Posted By Robert Bell, Monday, May 03, 2010
Okay, space junkies, repeat after me (and you know you can do it from memory):

These are the voyages of the starship Enterprise.  Its continuing mission:
To explore strange new worlds…
To seek out new life and new civilizations…
To boldly go where no one has gone before.

In recent months, the Obama Administration has upended the American space program, at least in theory.  There are those who despair that a Starfleet future has been cast in existential doubt, while others believe that unleashing capitalism on spaceflight is the greatest thing to happen since the English invented the joint stock company.  Frankly, whatever you may have read, it is far too soon to actually know anything about the result. 

I want to talk instead about what we do know – the long-term trends in space as is relates to life on Earth.  The most interesting thing about the US space program in the past few years, in contrast to the aspiring space programs of China and India,  is to the degree to which it casts space in the role of a mirror in which we can see ourselves. 

Behind the debates and dialogues about government and commercial space exploration, I think a consensus has emerged.  We may disagree about humanity's destiny among the stars, but we seemed to increasingly agree that command of LEO, MEO and GEO brings tremendous advantages to Planet Earth, which we are still in the early stages of exploiting.  Communications and satellite imaging, GPS and remote sensing and SCADA control of faraway things – the benefits they bring are now the stuff of newspaper headlines.  In a world dominated by Google, the part of space where satellites circle the Earth has become hot stuff.

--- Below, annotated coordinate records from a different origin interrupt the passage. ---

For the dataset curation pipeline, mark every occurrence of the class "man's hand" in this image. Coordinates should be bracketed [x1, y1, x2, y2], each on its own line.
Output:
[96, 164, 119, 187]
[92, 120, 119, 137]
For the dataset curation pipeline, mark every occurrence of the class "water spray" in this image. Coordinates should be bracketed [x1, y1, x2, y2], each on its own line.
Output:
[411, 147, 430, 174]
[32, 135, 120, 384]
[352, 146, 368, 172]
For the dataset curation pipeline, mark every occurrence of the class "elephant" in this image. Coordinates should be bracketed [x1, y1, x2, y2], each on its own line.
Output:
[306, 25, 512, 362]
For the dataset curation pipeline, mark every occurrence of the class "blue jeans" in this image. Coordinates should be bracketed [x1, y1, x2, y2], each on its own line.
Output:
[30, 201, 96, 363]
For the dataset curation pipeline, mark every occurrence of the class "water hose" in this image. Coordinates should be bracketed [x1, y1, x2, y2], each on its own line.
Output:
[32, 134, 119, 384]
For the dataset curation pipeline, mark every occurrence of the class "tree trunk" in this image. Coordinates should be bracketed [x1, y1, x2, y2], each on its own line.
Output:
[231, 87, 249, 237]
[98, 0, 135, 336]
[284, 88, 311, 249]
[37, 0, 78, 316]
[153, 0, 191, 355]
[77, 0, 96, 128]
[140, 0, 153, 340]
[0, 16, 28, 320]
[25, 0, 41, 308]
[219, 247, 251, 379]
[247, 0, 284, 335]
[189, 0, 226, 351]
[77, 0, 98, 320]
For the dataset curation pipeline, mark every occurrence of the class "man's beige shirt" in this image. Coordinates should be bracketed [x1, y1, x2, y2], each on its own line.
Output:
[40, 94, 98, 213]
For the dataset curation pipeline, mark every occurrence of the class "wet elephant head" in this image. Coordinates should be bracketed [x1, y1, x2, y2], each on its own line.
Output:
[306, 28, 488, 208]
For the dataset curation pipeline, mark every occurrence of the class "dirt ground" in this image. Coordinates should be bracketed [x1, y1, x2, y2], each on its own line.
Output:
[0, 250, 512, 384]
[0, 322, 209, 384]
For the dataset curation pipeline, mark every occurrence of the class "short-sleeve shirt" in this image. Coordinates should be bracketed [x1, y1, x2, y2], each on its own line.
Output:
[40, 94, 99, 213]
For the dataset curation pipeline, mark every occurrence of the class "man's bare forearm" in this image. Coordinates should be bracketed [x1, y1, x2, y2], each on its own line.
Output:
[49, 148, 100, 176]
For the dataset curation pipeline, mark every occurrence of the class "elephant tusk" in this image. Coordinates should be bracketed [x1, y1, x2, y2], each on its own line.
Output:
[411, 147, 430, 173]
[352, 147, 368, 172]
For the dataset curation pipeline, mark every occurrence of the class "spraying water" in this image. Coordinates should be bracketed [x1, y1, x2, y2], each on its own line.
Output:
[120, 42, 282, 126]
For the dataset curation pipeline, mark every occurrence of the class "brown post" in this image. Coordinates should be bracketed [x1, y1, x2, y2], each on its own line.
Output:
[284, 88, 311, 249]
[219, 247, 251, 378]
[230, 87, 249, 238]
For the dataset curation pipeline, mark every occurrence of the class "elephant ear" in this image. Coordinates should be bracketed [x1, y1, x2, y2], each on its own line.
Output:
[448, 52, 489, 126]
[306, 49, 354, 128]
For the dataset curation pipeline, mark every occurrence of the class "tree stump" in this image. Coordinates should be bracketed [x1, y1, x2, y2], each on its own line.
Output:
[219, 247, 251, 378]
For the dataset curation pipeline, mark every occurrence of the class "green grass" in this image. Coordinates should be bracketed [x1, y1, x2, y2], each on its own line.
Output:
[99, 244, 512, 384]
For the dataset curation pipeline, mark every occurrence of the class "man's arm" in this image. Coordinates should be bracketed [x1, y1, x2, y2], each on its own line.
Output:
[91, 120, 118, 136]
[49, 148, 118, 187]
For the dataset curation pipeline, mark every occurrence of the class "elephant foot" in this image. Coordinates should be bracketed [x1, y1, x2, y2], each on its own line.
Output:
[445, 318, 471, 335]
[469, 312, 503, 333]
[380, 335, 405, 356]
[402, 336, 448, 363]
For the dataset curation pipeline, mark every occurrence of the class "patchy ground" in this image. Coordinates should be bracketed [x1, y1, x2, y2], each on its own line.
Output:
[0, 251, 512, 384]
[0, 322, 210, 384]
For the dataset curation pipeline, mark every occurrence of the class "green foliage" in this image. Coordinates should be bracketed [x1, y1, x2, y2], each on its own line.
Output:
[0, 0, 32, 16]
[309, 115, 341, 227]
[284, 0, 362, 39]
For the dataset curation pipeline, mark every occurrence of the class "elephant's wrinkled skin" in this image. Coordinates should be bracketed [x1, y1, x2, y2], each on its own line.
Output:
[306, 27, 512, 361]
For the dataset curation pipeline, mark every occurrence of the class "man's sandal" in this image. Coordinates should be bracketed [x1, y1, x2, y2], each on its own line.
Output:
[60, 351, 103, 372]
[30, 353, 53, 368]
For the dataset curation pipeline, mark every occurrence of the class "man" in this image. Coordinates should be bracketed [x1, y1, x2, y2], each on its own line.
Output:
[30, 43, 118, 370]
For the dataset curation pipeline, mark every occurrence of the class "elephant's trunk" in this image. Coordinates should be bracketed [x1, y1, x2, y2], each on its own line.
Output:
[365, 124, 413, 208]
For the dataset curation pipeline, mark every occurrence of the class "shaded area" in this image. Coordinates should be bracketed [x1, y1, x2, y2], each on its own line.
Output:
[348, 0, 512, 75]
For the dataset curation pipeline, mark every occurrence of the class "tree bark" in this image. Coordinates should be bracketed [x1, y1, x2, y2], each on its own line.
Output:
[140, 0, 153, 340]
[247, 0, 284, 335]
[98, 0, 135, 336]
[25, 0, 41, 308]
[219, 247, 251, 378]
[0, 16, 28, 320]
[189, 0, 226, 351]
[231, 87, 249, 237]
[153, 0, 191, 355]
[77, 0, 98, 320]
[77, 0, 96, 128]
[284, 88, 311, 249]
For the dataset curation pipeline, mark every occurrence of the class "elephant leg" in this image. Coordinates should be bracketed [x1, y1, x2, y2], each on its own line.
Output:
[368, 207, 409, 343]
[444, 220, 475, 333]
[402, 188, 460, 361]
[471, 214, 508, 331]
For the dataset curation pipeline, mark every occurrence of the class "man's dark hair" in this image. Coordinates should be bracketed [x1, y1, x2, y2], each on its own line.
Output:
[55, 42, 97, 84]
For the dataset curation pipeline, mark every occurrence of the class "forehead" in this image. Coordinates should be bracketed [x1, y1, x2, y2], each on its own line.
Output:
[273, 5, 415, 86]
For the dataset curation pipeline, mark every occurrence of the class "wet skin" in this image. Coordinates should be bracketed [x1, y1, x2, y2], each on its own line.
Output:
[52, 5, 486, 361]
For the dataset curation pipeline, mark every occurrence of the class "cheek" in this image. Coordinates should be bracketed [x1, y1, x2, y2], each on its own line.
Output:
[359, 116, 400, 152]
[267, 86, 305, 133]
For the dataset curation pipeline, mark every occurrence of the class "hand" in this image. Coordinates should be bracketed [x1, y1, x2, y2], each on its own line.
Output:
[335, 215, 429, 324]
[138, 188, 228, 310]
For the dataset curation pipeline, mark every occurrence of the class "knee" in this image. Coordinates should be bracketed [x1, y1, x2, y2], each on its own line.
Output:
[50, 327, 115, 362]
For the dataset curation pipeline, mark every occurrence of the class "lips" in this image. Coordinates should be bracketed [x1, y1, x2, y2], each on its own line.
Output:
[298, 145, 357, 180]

This was driven home for me by a recent CNN news story about the discovery of a new line of human ancestor.  In April, a team of researchers working in South Africa unearthed what they believe are the remains of a previously unknown species predating modern humans.  Named "Australopithecus sediba," the skeletons are nearly 2 million years old, or a million years younger than the famous skeleton of "Lucy," discovered in Ethiopia in 1974 (and as all Battlestar Galactica fans can attest, the daughter of the first human-Cylon mating in history). 

It turns out that Lucy's younger cousins were discovered because the team used high-resolution satellite images to survey the area.  The images revealed the locations of 500 undiscovered caves – even though the area is one of the most explored in Africa – and it was in one of these that the paleontologists made their discovery. 

Believe it or not, this is only one of a number of discoveries that have been made using high-resolution earth imagery provided by – you guessed it – Google Earth.  Dr. Hickman of the Geological Survey of Western Australia discovered an enormous meteorite crater ranging in age from 10,000 to 100,000 years old.  Two British reptile experts discovered 10 new species of chameleons and butterflies by using Google Earth to identify patterns in the rain forests of southern Malawi with the right conditions for their research. 

And – my favorite – zoologists used Google Earth to observe the grazing tendencies of thousands of cattle from herds around the world.  They concluded that the vast majority of these animals position themselves according to the Earth's magnetic poles, facing almost due north or south.

What use is this stuff?  Not much, so far as we know.  But how much do we really know?  A guy named Arthur Clarke figured out in 1945 that Earth orbit was a great place to put a radio relay.  Our industry has been milking that idea for 65 years to create the only successful commercial business in space. 

Satellite imaging has only been a commercial undertaking since 2007, when Worldview-1 was launched.  In issue #16 of The Online Journal of Space Communications, you will find articles about space-based solar power generation.  Real airy-fairy stuff, right?  Well, maybe it is.  Or maybe we are staring the next big idea in the face and suffering from the delusion that it is a re-run of our favorite science-fiction TV show.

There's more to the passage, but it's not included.